Trained as a teacher and journalist, Lerch is observant of diurnal reality and of the ‘news’ that impinges on it. So, she speaks of how 'A poem may… / couple sunflower seeds encoded / to be wide yellow eyes / with bunker busters / descended from a brandished club.' The fact of flowers—about the house—does not negate ‘the flowers of evil’ that can spring up like razor wire anywhere.[1]
Clarke writes that, for Lerch, politics is "heart-felt" and "heartbreaking" and that she understands it is sometimes not because of quarrels with others, but with oneself: "In “Child of Mine,” Lerch takes this truth to heart, providing a psychological autobiography that locates the temptation to favour liquor over love, or solitude over self-sharing, in unresolved childhood pain...Her poetry holds nothing back; it is all about revelation: that which hurts—and that which heals."[1]
The Physics of Allowable Sway
editThe Physics of Allowable Sway is self-published by Devon Avenue Poetry Books, printed and bound in 2013 by Gaspereau Press. Marilyn Lerch's fourth poetry collection takes its title from "Once I Dreamed," a poem that opens with its narrator dreaming about, "a slow, determined climb to bedrooms where, / one by one, I slew the family, / then from the bottom of the darkened stairs, turned and saw / processing down, in single file, / all the dead to be slain again."
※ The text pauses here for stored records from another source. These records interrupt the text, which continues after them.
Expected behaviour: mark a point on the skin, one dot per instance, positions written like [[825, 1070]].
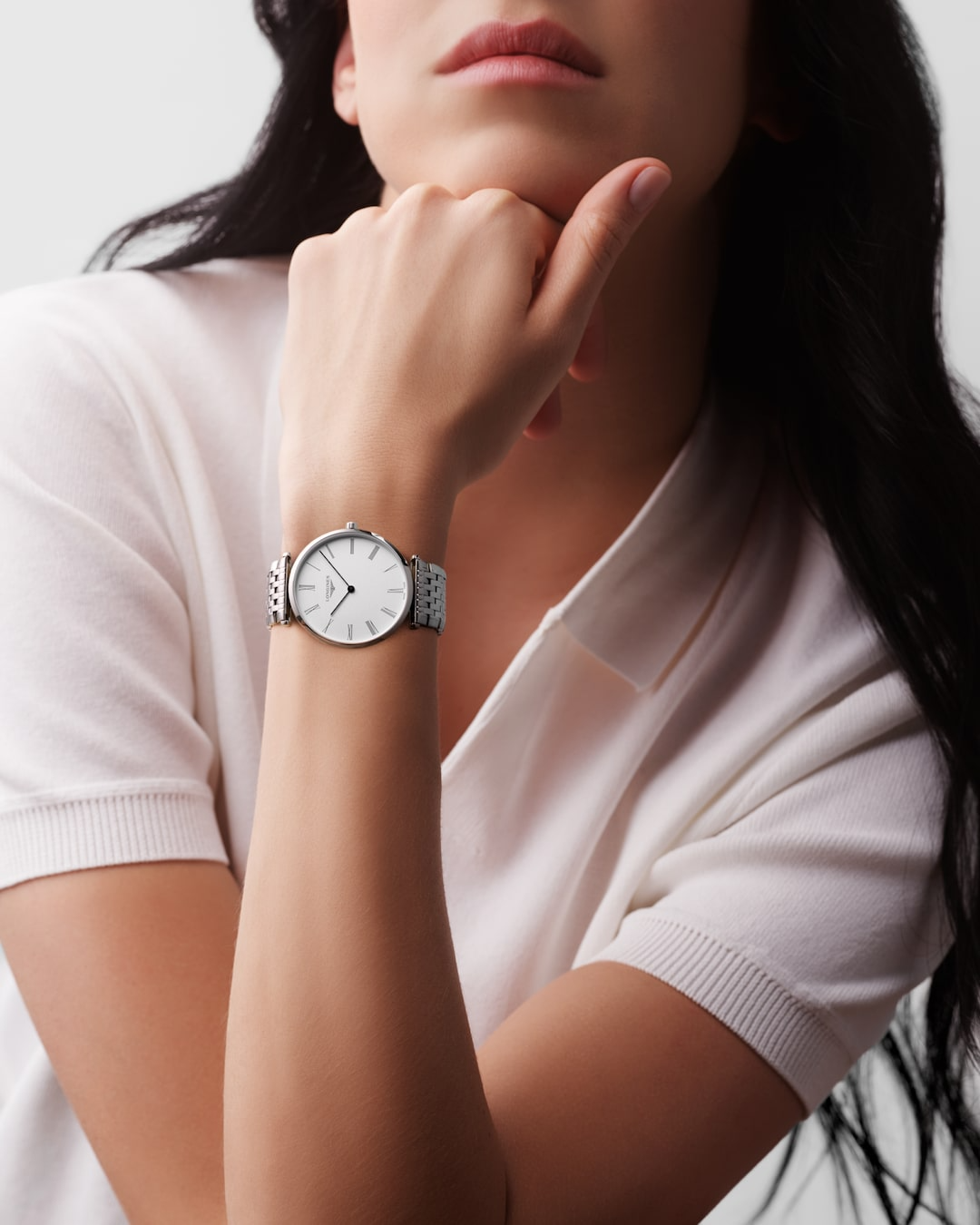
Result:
[[345, 1084], [423, 338]]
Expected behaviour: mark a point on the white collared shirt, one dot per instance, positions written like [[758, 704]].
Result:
[[702, 762]]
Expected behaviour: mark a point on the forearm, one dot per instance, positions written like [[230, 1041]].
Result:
[[352, 1085]]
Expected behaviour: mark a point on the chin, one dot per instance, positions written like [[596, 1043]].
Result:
[[533, 173]]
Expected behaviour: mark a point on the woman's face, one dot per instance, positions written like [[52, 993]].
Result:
[[674, 84]]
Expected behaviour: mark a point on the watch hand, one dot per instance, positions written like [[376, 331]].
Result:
[[336, 571], [348, 592]]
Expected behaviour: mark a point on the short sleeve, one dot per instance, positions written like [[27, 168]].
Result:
[[102, 760], [805, 920]]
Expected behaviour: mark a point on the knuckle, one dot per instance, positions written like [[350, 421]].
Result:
[[496, 202], [604, 240], [420, 193]]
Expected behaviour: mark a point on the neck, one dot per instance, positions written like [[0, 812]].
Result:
[[620, 434]]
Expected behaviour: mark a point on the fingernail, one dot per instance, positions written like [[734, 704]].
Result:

The narrator explains that telling the story allowed her to escape from the "abattoir" grasping "a clutch of poems." This poem ends with an image and an idea:
- See how the tree tops, like keening women, bend and lift,
- the physics of allowable sway,
- Ours wider and deeper than we know.
The Physics of Allowable Sway includes descriptions of landscapes and scenes that reveal the beauty and mystery of sea and sky, forest and beach, but, as the poem "Once I Dreamed" suggests, there are undercurrents of anxiety and violence. Lerch prefaces a poem called "Paul" with a note that begins: "A young man I never knew committed suicide." She explains that Paul came to life for her through his writings and later, through a book of his journal entries and a biography published by his father. "Paul haunted me, became my muse at a crucial turning point in my life." The poem, which notes that the poet lived in a house that Paul's "hands helped build", is partly a meditation on suicide and the motives for it: Is it a "decisive" act "fixed and pure" or a last goodbye from "a pent-up soul" and a life "broken in too many pieces"?
- Behind all words, behind seeming causes and explanations,
- each soul's inexplicable journey,
- framed by one question,
- between renewal and death
- how does one decide?
The book contains poems that explore the careers and ambiguous legends of jazz horn player Bix Beiderbecke ("man oh man, / if you heard the horn / that's all there is") and the writer J.D. Salinger. In the poem, "Barachois Bay Revisted", Lerch pays tribute to poets Mary Oliver and Theodore Roethke:
- I carry Mary Oliver's "House of Light"
- and all of Roethke,
- one for pure delight,
- one for its longing,
- and make my own lines
- out of looking at sea's edge on Barachois Bay
A long concluding poem entitled "Leaving the Human Behind" contemplates the evolution of technologies from the prehistoric, red-ochre paintings at Pech Merle where the human and animal began pulling away to our own world of sweeping change:
- Sinking to its knees, the great bison
- locked eyes with our ancestors
- and slow-gathering over time
- an epiphany
- we are you and we are not you
- One day (any day now)
- will programmed things
- fitted with human-friendly sensibilities
- tend to newborns, answer doorbells,
- conduct wars and finance, pull sheets
- over the dead
- and will we see in those eyes
- we are you and we are not you?
- Our ancestors made the grand slow leap
- into
- the human,
- when was it,
- that turn
- out of?[25]
In their online review of The Physics of Allowable Sway, New Brunswick poet Kathy Mac and former St. Thomas University student Ben Lord write that Lerch aspires to create an artifact for her readers as compelling as the red-ochre cave paintings are to her. "Like the images on the wall at Pech Merle, The Physics of Allowable Sway is a palm-print not just of Lerch’s life, but of the cultures, experiences and histories which culminate in this book."[26]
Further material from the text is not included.